My family lived on South Avalon Avenue in Chicago, Illinois. They call the neighborhood Burnside.  Mom and Dad raised us in a small house, with a porch across the front. The property was small, only twenty-five feet wide, and one-hundred twenty feet long. It was a typical city lot. Our house was a small, wood framed, two-story with seven steps that led from the porch to the city sidewalk.  Between the porch and the sidewalk, was a narrow bed of flowers, and a patch of grass.  The parkway between the sidewalk and the street had grass. Sometimes there was a tree there too.

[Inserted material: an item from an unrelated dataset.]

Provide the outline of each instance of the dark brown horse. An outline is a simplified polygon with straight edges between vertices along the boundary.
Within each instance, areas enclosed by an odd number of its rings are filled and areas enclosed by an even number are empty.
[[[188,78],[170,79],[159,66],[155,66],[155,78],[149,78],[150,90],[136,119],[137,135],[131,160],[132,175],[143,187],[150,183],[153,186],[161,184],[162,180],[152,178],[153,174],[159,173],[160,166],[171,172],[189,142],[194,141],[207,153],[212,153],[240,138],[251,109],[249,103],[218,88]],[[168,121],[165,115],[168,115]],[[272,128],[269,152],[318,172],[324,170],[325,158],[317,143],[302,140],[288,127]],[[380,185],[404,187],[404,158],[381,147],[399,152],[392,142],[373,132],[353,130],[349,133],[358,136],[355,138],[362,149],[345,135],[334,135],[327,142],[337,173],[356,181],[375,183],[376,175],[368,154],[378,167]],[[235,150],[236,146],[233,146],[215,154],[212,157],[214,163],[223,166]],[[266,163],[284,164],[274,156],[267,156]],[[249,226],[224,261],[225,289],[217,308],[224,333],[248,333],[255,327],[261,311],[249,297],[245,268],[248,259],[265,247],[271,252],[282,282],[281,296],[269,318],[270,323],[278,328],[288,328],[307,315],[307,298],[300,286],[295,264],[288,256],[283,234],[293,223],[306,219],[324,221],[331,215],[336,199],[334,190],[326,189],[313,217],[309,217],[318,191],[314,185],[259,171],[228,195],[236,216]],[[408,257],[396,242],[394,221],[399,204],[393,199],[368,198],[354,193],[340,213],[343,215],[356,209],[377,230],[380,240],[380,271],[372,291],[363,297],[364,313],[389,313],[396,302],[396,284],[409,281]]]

All of the houses were very close to each other. The narrow space between houses called a gang-way was only wide enough for one person to walk through.  On the end of the gangway, at the back of the house, Dad installed a gate to close off the back yard.  At the back of the house we had another porch which Dad walled in to make a three-season room.  Behind the house, was Mom’s farm. It extended between a very small lawn surrounded by flower beds, and vegetables that extended to the garage and chicken coop.

At the end of the lot stood Dad’s one car garage. He built it directly on the ground without a foundation. It had a dirt floor.  Ma’s chicken coop hung off one side. Together the garage and the coop stretched across the lot.  The chickens roamed in a small space in front of the coop.

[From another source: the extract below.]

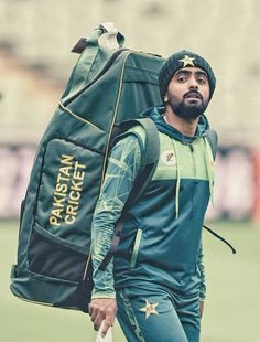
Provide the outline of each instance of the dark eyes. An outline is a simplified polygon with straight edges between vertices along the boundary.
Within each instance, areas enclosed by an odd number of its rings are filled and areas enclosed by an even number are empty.
[[[180,82],[180,83],[184,83],[184,82],[186,82],[187,79],[188,79],[188,76],[186,76],[186,75],[178,75],[178,76],[177,76],[177,82]],[[207,83],[207,78],[204,77],[204,76],[198,76],[198,77],[196,78],[196,81],[197,81],[198,84],[206,84],[206,83]]]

In this precious plot of ground, Mom and Dad squeezed a front lawn with a flower bed, a three-bedroom house, a back lawn and flower bed, a good-sized vegetable garden, a chicken ranch, and a garage.

Mom grew most of what she needed to feed the family right in her backyard.   The garden produced tomatoes, onions, kohlrabi, cabbage, corn, beans, peas, lettuce, radishes, cucumbers and more.  What we couldn’t eat immediately, she preserved, by canning.  The chickens provided fresh eggs, and meat for Sunday dinners.

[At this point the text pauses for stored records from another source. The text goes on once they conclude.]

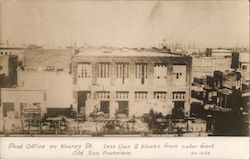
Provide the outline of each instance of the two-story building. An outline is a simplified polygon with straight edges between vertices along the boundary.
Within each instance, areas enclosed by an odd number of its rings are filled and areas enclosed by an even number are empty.
[[[89,116],[188,113],[192,58],[159,50],[86,49],[72,58],[74,108]]]

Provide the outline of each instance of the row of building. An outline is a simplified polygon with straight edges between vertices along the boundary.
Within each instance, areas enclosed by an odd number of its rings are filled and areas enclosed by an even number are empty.
[[[59,55],[59,56],[58,56]],[[1,55],[1,59],[15,59]],[[86,48],[26,49],[1,88],[1,115],[22,116],[26,107],[41,113],[103,112],[109,117],[142,116],[150,109],[188,113],[192,58],[163,50]],[[1,63],[3,69],[9,66]],[[15,78],[14,78],[15,76]],[[7,80],[9,83],[11,80]],[[172,111],[172,109],[174,111]]]
[[[102,112],[108,117],[140,117],[154,109],[184,116],[190,112],[194,77],[225,71],[235,67],[232,63],[249,70],[249,63],[235,62],[239,54],[231,50],[207,50],[204,57],[177,55],[167,48],[0,50],[2,117],[8,112],[21,117],[28,108],[42,114]],[[246,72],[240,74],[249,82]]]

Mom grew flowers from seed she got from friends or by taking cuttings. In Spring she had tulips, and by Fall the same bed was a sea of chrysanthemums.  Mom had roses, snap dragons, petunias, dahlias, bleeding hearts, marigolds, zinnias, carnations, and pansies to add a mix of color.  She planted any flower that she could get, and propagated them to keep it going.

My love for flowers, came from watching Mom’s delight at seeing things grow. She loved bright colorful flowers, and grew as many as she could. Mom kept a garden on her father’s the farm too, but there it was mostly vegetables, fruit, and berries, as opposed to flowers.

Her knowledge of plants came from watching other gardeners, and by experimenting  with seeds. She never turned down an offer of new seeds or cuttings from friends. Her trial and error approach, taught her the best methods.

Mother kept her gardens going until she was into her eighties. When her heart began to slow, so did she. She began to lose her sight, and memory. Her gardens became smaller and smaller. The loss of energy killed her desire for the garden, and the city farm was no more.

3 Responses

  1. Those were the good days for sure. I was born on a farm and my wife and I still can a few vegetables every year and have a small garden.

    • Last summer I planted vegetables for the first time in forty five years. I planted easy stuff like tomatoes, peppers and cucumbers. We had a decent crop in a 4×8 space.